Learning How To Relax May Improve Future Health, Reduce Use Of Health Services
Lifestyle changes play a big role in determining our future health, and the first two we immediately think of are diet and exercise. While these are crucial to our health, a big aspect that isn’t discussed as much is mental health — and similarly, using relaxation techniques to set the stage for better health later down the road.
In a new study out of the Institute for Technology Assessment and the Benson-Henry Institute (BHI) for Mind Body Medicine at Massachusetts General Hospital, researchers found that people who took part in a relaxation response program used fewer health care services a year later, compared to their use a year before. It proves that learning how to relax — though often not a priority in our busy lives — can be as beneficial to our future health as exercise.
The Relaxation Response
Stress is ultimately rooted in our fight-or-flight response, a survival mechanism that helps us avoid dangers by producing a lot of adrenaline, making our hearts race and muscles tense. The fight-or-flight response develops in response to life-threatening situations, but many times it’s activated by things that aren’t so life-threatening: like job stress, spilled coffee, or a packed train on the way to work. An accumulation of the stress hormones released by repeated activation of the fight-or-flight response leads to detrimental health effects and chronic stress, from high blood pressure and depression to heart disease.
That’s why Dr. Herbert Benson, founder and director emeritus of the Benson-Henry Institute and an author of the newest study, developed what’s known as the “relaxation response” 40 years ago. The essence of the response is to overturn the effects of the fight-or-flight response by focusing on deep breathing, meditation, mindfulness, and prayer to lower blood pressure, breathe more slowly, and reduce muscle tension.

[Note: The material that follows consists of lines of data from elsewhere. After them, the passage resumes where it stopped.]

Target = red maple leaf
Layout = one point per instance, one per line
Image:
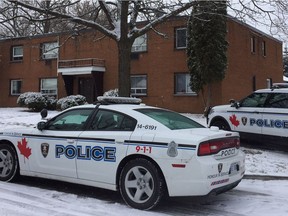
(234, 120)
(23, 148)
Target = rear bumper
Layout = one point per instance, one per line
(225, 188)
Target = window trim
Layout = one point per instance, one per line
(139, 94)
(137, 48)
(253, 44)
(176, 38)
(264, 48)
(49, 53)
(15, 57)
(11, 87)
(186, 85)
(49, 93)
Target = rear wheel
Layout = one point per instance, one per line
(141, 184)
(222, 124)
(8, 163)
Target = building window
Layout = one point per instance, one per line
(264, 48)
(182, 86)
(181, 38)
(140, 44)
(16, 86)
(253, 44)
(139, 85)
(49, 86)
(17, 53)
(50, 50)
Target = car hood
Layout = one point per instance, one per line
(17, 131)
(222, 107)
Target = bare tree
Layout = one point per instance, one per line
(121, 19)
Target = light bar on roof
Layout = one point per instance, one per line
(119, 100)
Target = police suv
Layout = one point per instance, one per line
(262, 116)
(142, 151)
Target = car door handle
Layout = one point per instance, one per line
(70, 140)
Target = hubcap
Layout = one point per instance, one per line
(6, 163)
(139, 184)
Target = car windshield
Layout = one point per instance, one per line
(172, 120)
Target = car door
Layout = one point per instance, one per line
(54, 147)
(103, 145)
(248, 116)
(275, 115)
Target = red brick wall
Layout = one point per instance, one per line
(160, 63)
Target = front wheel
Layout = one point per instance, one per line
(221, 124)
(8, 163)
(141, 184)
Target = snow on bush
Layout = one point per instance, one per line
(37, 101)
(33, 100)
(111, 93)
(70, 101)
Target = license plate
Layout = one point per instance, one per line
(234, 168)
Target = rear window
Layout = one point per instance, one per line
(172, 120)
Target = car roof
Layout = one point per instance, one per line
(273, 90)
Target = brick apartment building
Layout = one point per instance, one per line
(61, 65)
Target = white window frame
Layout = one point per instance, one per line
(185, 89)
(179, 46)
(139, 90)
(140, 44)
(14, 87)
(15, 56)
(264, 51)
(253, 44)
(48, 90)
(50, 50)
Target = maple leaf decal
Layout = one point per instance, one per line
(234, 121)
(24, 149)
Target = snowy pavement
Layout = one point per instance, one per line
(34, 197)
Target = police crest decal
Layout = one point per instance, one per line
(44, 149)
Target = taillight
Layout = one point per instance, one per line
(211, 147)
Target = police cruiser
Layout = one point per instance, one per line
(263, 115)
(144, 152)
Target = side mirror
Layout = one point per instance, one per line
(234, 103)
(41, 125)
(44, 113)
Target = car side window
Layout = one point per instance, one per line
(106, 120)
(277, 100)
(254, 100)
(70, 120)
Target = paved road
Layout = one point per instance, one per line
(38, 197)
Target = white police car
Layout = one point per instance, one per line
(143, 151)
(262, 116)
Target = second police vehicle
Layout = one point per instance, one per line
(144, 152)
(263, 115)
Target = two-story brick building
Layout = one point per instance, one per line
(61, 64)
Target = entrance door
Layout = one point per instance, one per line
(87, 89)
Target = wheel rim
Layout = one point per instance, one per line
(6, 163)
(139, 184)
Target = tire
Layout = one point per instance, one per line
(9, 169)
(222, 124)
(141, 184)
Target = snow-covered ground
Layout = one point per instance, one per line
(251, 197)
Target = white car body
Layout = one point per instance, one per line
(263, 115)
(96, 158)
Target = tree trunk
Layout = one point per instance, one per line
(124, 52)
(124, 67)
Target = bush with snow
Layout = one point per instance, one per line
(70, 101)
(111, 93)
(32, 100)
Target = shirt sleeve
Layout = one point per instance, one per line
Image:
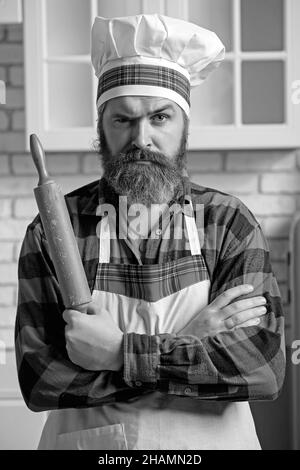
(47, 377)
(247, 363)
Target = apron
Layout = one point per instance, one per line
(153, 299)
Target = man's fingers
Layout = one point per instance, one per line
(69, 315)
(229, 295)
(242, 317)
(253, 322)
(241, 305)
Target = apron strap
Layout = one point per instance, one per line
(104, 242)
(192, 232)
(192, 229)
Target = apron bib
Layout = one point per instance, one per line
(153, 299)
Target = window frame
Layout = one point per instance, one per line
(235, 136)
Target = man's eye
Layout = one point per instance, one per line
(160, 117)
(120, 121)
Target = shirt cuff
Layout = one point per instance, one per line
(141, 360)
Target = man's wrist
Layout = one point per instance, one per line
(119, 359)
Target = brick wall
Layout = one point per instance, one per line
(267, 181)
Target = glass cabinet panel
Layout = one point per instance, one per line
(262, 25)
(213, 102)
(216, 15)
(70, 101)
(68, 26)
(263, 92)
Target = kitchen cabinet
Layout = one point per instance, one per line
(249, 102)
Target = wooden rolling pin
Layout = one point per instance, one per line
(60, 235)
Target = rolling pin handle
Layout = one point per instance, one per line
(39, 159)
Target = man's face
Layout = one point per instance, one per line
(143, 143)
(147, 122)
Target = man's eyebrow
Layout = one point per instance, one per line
(167, 107)
(127, 114)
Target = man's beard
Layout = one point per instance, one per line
(143, 183)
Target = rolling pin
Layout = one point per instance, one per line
(60, 235)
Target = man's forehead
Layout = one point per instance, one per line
(137, 104)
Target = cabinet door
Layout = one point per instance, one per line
(60, 82)
(247, 103)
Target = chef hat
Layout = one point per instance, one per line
(152, 55)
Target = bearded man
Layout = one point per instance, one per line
(182, 331)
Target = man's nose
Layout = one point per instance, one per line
(141, 134)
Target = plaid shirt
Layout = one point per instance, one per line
(244, 364)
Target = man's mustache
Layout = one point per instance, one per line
(133, 155)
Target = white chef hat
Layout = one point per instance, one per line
(152, 55)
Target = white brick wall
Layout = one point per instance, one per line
(268, 182)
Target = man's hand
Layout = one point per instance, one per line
(222, 315)
(93, 341)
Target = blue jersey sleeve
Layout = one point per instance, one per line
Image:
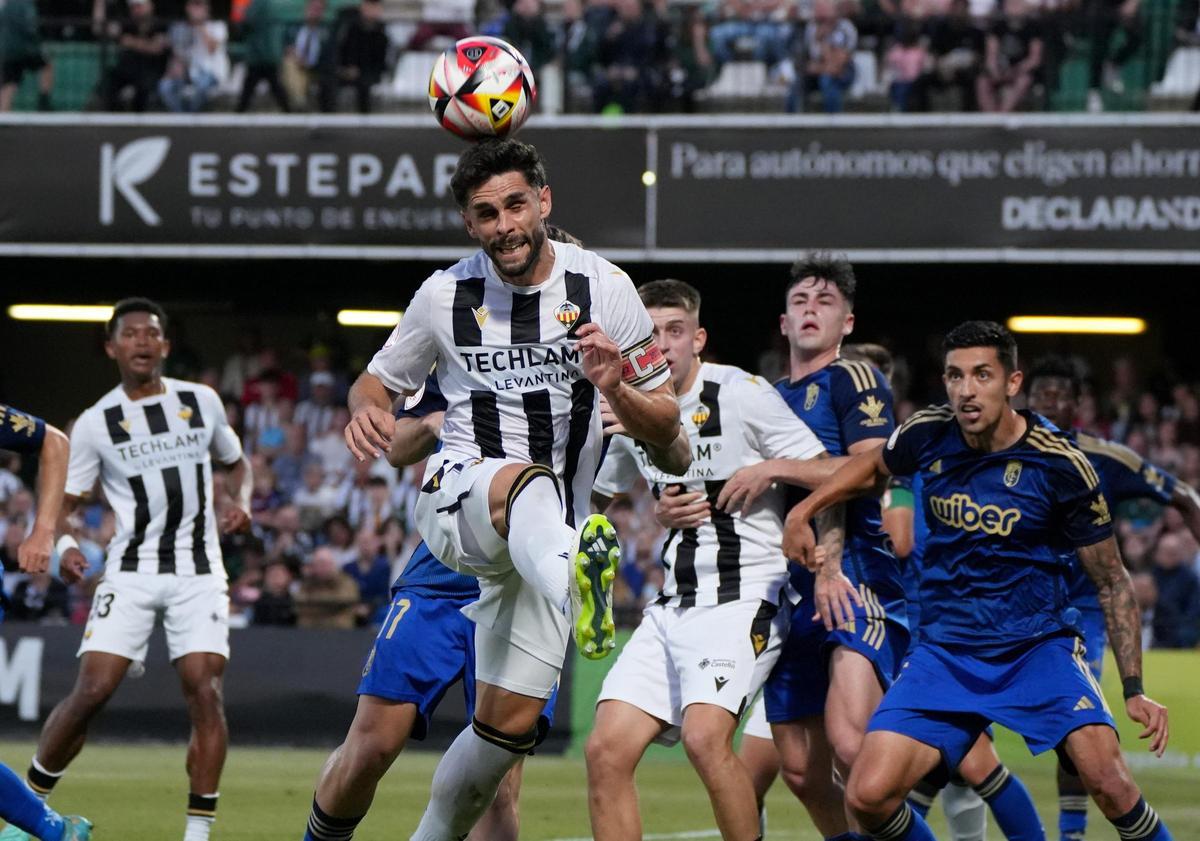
(425, 402)
(862, 401)
(21, 432)
(1123, 474)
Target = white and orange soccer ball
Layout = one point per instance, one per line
(481, 88)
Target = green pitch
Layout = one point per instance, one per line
(138, 792)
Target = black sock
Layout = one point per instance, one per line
(327, 828)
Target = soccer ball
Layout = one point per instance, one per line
(481, 88)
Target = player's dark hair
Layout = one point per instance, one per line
(1054, 366)
(873, 354)
(671, 293)
(983, 335)
(491, 157)
(129, 305)
(828, 266)
(555, 233)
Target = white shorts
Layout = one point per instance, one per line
(756, 720)
(687, 655)
(455, 520)
(195, 614)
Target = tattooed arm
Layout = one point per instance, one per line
(1122, 619)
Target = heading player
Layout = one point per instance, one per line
(707, 643)
(21, 808)
(1054, 394)
(527, 335)
(1007, 500)
(150, 442)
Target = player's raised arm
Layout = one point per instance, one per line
(1122, 618)
(856, 478)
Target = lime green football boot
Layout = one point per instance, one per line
(593, 572)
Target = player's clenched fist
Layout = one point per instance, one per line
(369, 433)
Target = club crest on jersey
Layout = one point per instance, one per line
(810, 396)
(1012, 473)
(567, 313)
(874, 410)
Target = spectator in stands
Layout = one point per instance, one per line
(631, 55)
(360, 53)
(1012, 60)
(309, 56)
(957, 46)
(1102, 19)
(141, 59)
(371, 571)
(275, 605)
(21, 52)
(198, 62)
(1177, 610)
(526, 28)
(449, 19)
(829, 42)
(316, 413)
(906, 61)
(327, 598)
(759, 29)
(40, 598)
(263, 34)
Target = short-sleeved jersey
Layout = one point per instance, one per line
(733, 420)
(1123, 475)
(153, 458)
(1002, 529)
(21, 432)
(844, 403)
(424, 574)
(508, 365)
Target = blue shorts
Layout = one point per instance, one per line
(798, 685)
(1042, 691)
(424, 647)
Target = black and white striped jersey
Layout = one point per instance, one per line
(153, 458)
(733, 420)
(508, 365)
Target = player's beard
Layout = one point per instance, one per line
(535, 240)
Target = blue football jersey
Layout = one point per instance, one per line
(1002, 529)
(21, 432)
(844, 403)
(424, 572)
(1123, 476)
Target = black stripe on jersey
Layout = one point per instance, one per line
(113, 420)
(685, 566)
(173, 486)
(708, 394)
(526, 318)
(541, 426)
(156, 419)
(579, 292)
(485, 416)
(195, 420)
(729, 548)
(199, 553)
(583, 396)
(468, 300)
(141, 523)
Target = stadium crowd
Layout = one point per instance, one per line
(613, 55)
(330, 534)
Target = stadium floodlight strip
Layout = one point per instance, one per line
(1086, 324)
(369, 318)
(60, 312)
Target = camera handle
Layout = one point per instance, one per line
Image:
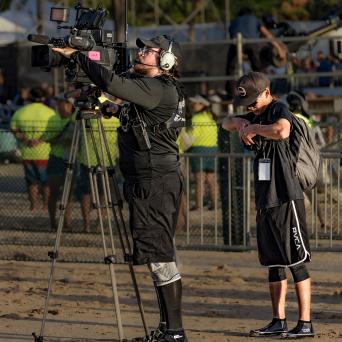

The study employed Benson’s relaxation response, referring to it as the “physiologic opposite” of the fight-or-flight response. The researchers used data on people who participated in the BHI Relaxation Response Resiliency Program from 2006 to 2014, which helps people cope with stress using the relaxation response, social support, cognitive skills training, and positive psychology. They then measured their use of health services — including interactions with any health care providers, imaging studies, lab tests, and procedures — before and after their time participating in the relaxation response program. The participants saw an average reduction of 43 percent in their use of health care services in the year after they participated in the program. Relaxation served as a protective feature against future health problems.
“Our study’s primary finding is that programs that train patients to elicit the relaxation response — specifically those taught at the BHI — can also dramatically reduce health care utilization,” Dr. James Stahl, lead author of the study, said in the press release. “These programs promote wellness and, in our environment of constrained health care resources, could potentially ease the burden on our health delivery systems at minimal cost and at no real risk.”
Relaxation As Preventive Care
The authors conclude that relaxation techniques — which can range from Benson’s training program to more individual practices, like meditation and yoga — are an excellent form of natural preventive care.
“I think of it this way; there are many gates to wellness, but not everyone is ready to walk through a particular gate at a given time,” Stahl continued in the press release. “From a public health perspective, it is better to be prepared to offer these tools to people in their customary settings than to wait for them to seek out these interventions. For that reason, we feel that mind body interventions — which are both low-cost and essentially risk-free — should perhaps be incorporated into regular preventive care.”